Activator-Mediator binding regulates Mediator-cofactor interactions

Abstract

The 26-subunit, 1.2 MDa human Mediator complex is essential for expression of perhaps all protein-coding genes. Activator binding triggers major structural shifts within Mediator, suggesting a straightforward means to spatially and temporally regulate Mediator activity. By using mass spectrometry (MudPIT) and other techniques, we have compared the subunit composition of Mediator in three different structural states: bound to the activator SREBP-1a, VP16, or an activator-free state. As expected, consensus Mediator subunits were similarly represented in each sample. However, we identify a set of cofactors that interact specifically with activator-bound but not activator-free Mediator, suggesting activator binding triggers new Mediator-cofactor interactions. Furthermore, MudPIT combined with biochemical assays reveals a nonoverlapping set of coregulatory factors associated with SREBP-Mediator vs. VP16-Mediator. These data define an expanded role for activators in regulating gene expression in humans and suggest that distinct, activator-induced structural shifts regulate Mediator function in gene-specific ways.

Fig. 1.

Activator binding triggers new Mediator-cofactor interactions. (A) Orthogonal purification scheme for confirmation of Mediator-associated cofactors. (B) Silver-stained acrylamide gels representing various stages in the orthogonal purification: IP input, A/G-beads only negative control, and CDK8 or MED1 IP elutions.
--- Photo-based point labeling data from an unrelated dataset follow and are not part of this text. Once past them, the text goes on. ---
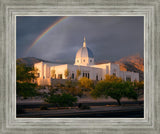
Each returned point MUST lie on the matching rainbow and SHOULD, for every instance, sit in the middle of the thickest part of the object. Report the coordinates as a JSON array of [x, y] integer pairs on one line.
[[45, 32]]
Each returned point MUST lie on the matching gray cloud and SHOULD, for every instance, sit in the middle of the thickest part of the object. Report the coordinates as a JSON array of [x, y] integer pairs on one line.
[[108, 37]]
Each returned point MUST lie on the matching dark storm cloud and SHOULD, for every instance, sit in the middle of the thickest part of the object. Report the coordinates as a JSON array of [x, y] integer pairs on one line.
[[108, 37]]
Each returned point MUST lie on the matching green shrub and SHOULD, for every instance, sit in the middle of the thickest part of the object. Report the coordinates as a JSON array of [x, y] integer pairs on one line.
[[43, 108], [61, 100], [26, 89]]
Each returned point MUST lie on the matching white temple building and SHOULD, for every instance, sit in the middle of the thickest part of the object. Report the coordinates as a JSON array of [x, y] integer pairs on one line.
[[84, 62]]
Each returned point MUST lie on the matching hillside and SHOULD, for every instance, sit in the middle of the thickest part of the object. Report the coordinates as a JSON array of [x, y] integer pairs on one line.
[[132, 63]]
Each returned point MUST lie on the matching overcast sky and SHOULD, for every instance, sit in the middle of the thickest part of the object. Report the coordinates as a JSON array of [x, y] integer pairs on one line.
[[109, 38]]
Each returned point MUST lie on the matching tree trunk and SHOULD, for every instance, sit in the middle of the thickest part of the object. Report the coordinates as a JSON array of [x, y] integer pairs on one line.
[[119, 103]]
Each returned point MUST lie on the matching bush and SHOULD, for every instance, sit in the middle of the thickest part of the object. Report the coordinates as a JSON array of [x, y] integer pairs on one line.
[[114, 88], [61, 100], [86, 83], [26, 89], [83, 106], [20, 110], [43, 108]]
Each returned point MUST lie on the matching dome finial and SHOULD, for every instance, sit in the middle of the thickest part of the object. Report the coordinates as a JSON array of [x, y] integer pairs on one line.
[[84, 43]]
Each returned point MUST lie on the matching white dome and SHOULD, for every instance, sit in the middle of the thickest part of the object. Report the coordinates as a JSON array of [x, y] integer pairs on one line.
[[84, 52]]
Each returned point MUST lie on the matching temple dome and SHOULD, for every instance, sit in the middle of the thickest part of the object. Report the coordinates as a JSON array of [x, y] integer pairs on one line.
[[84, 56], [84, 51]]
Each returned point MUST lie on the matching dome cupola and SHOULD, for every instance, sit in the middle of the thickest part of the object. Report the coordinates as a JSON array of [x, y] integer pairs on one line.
[[84, 56]]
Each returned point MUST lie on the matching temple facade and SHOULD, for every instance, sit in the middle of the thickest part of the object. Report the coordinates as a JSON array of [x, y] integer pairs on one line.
[[84, 64]]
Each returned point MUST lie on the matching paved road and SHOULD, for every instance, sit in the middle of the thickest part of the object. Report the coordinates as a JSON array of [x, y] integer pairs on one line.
[[126, 111], [38, 105]]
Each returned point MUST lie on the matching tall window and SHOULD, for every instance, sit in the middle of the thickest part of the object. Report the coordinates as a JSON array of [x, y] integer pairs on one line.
[[72, 75], [59, 76], [96, 77]]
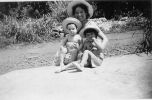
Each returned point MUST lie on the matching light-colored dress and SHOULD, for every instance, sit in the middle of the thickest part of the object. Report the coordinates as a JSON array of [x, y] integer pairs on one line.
[[72, 47]]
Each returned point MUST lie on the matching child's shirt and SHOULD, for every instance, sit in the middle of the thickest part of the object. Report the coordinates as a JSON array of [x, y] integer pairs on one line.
[[89, 45], [73, 42]]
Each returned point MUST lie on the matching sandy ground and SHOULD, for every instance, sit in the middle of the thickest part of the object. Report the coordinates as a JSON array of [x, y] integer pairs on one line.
[[26, 74], [122, 77]]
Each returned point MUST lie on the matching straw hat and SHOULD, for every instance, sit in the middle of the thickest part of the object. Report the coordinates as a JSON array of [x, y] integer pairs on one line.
[[89, 26], [74, 3], [71, 20]]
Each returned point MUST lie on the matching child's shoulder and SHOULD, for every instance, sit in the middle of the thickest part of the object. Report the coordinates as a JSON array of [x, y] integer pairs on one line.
[[77, 36]]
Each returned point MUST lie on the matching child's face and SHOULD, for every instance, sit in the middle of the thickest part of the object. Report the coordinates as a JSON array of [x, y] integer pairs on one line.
[[90, 35], [72, 29]]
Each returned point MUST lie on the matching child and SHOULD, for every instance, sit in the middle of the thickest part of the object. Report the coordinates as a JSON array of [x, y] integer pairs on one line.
[[70, 45], [91, 51]]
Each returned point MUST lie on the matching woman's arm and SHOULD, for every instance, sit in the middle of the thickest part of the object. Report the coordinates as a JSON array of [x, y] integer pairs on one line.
[[102, 36], [64, 41]]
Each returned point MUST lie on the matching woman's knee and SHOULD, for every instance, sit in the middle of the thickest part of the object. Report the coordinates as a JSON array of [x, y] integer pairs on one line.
[[86, 52]]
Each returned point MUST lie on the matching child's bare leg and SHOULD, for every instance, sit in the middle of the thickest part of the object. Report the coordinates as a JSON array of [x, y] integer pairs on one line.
[[85, 57], [64, 68]]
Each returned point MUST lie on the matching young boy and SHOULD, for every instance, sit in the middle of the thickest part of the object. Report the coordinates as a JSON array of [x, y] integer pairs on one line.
[[71, 44], [91, 51]]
Subunit identities are listed at the right. (C) Western blots for various cofactors identified from the MudPIT analysis. Note most, but not all, cofactors were confirmed as Mediator-associated in this assay. LRP130, HADHA, SKIV2L2, and SnoN did not track with Mediator through the orthogonal purification, suggesting these factors likely interact directly with the SREBP activation domain and not Mediator.

Fig. 2.

Distinct cofactors associate with SREBP-Mediator vs. VP16-Mediator. (A) Silver-stained acrylamide gels showing glycerol gradient fractions from the purification protocols shown in B. Mediator-containing fractions are denoted by the red boxes. (C) Quantitative Western blots confirm MudPIT data. Mediator-associated factors probed in immunoblotting experiments are shown at left. Factors shown in black font were observed to be present in both the SREBP-Mediator and VP16-Mediator samples, whereas factors shown in blue font were observed only in the SREBP-Mediator sample by MudPIT.

Fig. 3.

A model that summarizes the results and implications of this study. Mediator-cofactor interactions do not occur in the activator-free state; rather, activator binding signals a shift in Mediator structure only when engaged at the promoter, providing a straightforward means by which Mediator activity can be controlled in a spatial and temporal fashion. Note that activator binding not only enables Mediator-cofactor interactions, but different activators, which induce different structural shifts within Mediator, trigger interaction with distinct sets of coregulatory factors, providing a mechanism by which Mediator can adopt activator-specific functionality.